The invariant distribution of \(\tilde P\) is \[\MATRIX{ \tfrac{12}{17} & \tfrac{4}{17} & \tfrac{1}{17} }\] while the invariant distribution of \(P\) is \[\MATRIX{ \tfrac{27}{80} & \tfrac{36}{80} & \tfrac{12}{80} & \tfrac{4}{80} & \tfrac{1}{80} }.\]
Observe that if we take the last three elements of the latter and normalize it, we get the former.
Exercises
Exercise 10.1 (Time reversal of Markov chains) Let \(\{X_n\}_{n \ge 0}\) be a Markov chain. Show that for any \(N > n\), \[ \PR(X_n = x_n \mid X_{n+1:N} = x_{n+1:N}) = \PR(X_n = x_n \mid X_{n+1} = x_{n+1}). \] Thus, a time reversed Markov chain is also Markov.
Exercise 10.2 Suppose \(\{X_n\}_{n \ge 0}\) is a Markov chain with transition matrix \(P\). For a fixed positive integer \(k\), define \(Y_n = X_{kn}\).
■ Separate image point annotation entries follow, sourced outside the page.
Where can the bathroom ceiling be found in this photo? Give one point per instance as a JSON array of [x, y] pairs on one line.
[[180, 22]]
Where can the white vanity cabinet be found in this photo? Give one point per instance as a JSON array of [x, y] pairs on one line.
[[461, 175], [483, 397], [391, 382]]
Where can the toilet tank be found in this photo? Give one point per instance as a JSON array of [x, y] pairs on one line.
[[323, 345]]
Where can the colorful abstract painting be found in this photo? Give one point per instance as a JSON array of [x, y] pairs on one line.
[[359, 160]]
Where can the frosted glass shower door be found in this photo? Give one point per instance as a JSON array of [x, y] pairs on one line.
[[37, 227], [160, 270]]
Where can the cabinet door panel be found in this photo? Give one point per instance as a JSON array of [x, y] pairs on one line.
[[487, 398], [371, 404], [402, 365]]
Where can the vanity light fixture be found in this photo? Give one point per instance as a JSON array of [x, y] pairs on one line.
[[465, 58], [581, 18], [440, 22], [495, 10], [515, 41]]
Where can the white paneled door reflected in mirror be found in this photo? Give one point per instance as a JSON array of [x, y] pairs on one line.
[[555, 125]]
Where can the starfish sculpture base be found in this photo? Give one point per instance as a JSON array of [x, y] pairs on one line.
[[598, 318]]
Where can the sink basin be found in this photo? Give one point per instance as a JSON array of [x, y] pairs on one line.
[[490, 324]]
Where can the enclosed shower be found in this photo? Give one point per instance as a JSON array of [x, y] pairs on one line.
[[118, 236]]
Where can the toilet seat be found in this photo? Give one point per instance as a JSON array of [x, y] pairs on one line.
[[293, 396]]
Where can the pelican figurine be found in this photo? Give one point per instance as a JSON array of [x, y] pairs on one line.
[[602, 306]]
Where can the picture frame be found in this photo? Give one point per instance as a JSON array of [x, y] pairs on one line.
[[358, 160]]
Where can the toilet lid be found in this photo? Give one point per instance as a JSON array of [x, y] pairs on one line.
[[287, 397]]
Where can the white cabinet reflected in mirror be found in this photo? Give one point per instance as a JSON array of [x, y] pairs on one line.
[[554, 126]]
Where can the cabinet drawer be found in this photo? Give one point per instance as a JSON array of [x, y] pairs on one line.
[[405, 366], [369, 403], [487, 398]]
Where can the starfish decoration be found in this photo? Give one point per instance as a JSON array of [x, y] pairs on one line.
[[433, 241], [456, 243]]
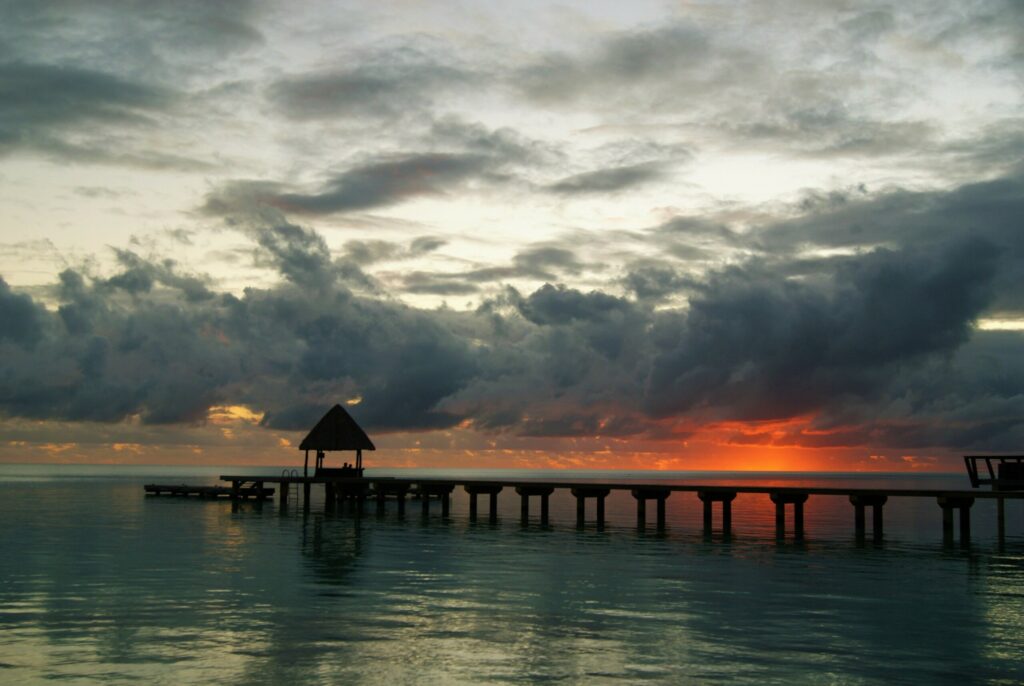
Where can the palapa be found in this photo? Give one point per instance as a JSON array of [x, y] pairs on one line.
[[336, 431]]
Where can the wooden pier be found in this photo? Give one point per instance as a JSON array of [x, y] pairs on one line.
[[783, 498], [186, 490]]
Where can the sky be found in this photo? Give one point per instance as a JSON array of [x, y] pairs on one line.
[[766, 234]]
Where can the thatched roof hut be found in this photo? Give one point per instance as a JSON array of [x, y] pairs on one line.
[[336, 431]]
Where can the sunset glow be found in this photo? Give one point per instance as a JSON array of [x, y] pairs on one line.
[[663, 236]]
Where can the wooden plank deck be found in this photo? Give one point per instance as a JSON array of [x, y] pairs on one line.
[[784, 498]]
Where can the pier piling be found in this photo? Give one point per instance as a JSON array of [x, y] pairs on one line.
[[950, 503], [525, 491], [491, 489], [797, 500], [876, 502], [443, 492], [582, 494], [644, 495], [709, 498]]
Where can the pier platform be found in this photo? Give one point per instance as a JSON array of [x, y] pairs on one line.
[[784, 499], [185, 490]]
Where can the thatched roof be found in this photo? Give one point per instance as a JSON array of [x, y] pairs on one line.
[[337, 431]]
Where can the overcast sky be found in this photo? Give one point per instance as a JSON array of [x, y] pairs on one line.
[[665, 234]]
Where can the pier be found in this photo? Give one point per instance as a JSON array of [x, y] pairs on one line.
[[785, 499]]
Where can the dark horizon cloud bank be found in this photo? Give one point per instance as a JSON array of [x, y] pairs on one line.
[[875, 347], [775, 223]]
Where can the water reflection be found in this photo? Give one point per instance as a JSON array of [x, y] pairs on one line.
[[97, 584]]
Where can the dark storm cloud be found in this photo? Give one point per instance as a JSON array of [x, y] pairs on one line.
[[380, 182], [20, 318], [139, 37], [761, 346], [43, 102], [876, 347], [608, 180], [988, 210], [89, 82]]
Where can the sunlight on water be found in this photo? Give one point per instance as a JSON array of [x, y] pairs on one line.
[[99, 583]]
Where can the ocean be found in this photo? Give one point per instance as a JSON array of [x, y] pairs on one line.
[[99, 584]]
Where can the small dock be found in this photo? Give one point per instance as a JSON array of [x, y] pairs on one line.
[[787, 501], [187, 490]]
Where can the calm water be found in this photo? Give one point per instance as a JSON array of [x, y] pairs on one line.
[[98, 583]]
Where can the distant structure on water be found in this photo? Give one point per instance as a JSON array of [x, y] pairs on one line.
[[336, 431]]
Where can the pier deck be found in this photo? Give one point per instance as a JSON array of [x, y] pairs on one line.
[[783, 498]]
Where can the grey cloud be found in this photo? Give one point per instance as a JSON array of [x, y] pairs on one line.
[[369, 252], [903, 219], [20, 318], [39, 98], [389, 81], [654, 281], [154, 39], [608, 180], [543, 262], [376, 183], [873, 347], [84, 116], [757, 345], [623, 62], [426, 283], [376, 90]]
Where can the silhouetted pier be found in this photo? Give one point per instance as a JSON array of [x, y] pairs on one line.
[[784, 499], [188, 490]]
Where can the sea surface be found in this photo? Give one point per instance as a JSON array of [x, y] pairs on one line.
[[100, 584]]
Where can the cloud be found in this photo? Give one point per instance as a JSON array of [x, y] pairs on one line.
[[757, 345], [869, 345], [380, 182], [608, 180], [390, 83]]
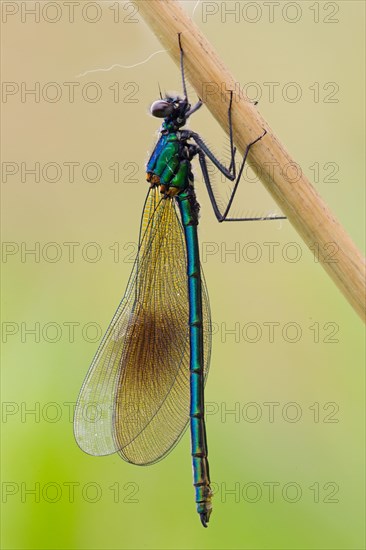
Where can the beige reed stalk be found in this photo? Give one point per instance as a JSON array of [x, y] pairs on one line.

Show that \(\{Y_n\}_{n \ge 0}\) is a Markov chain with transition matrix \(P^k\).
Exercise 10.3 Suppose a (6-sided) die is ‘fixed’ so that two consecutive rolls cannot have the same outcome. In particular, if the outcome of a roll is \(i\), then the next roll cannot be \(i\); all \(5\) other outcomes are equally likely.
- Model the above as a Markov chain.
- If the outcome of the first roll is \(1\), what is the probability that the outcome of the \(n\)th roll is also \(1\)?
Further Reading
Gubner, Chapter 12.
Grinstead and Snell, Introduction to Probability, Chapter 11 has an excellent treatment of finite Markov chains. Has interesting exercises.
Kemeny and Snell, Finite Markov Chains, Chapter 2–4.
Kemeny, Snell, and Knapp, Denumerable Markov Chains, a slightly advanced version of the previous book.
Doyle and Snell, Random Walks and Electrical Networks shows a facinating relationship between random walks and circuits!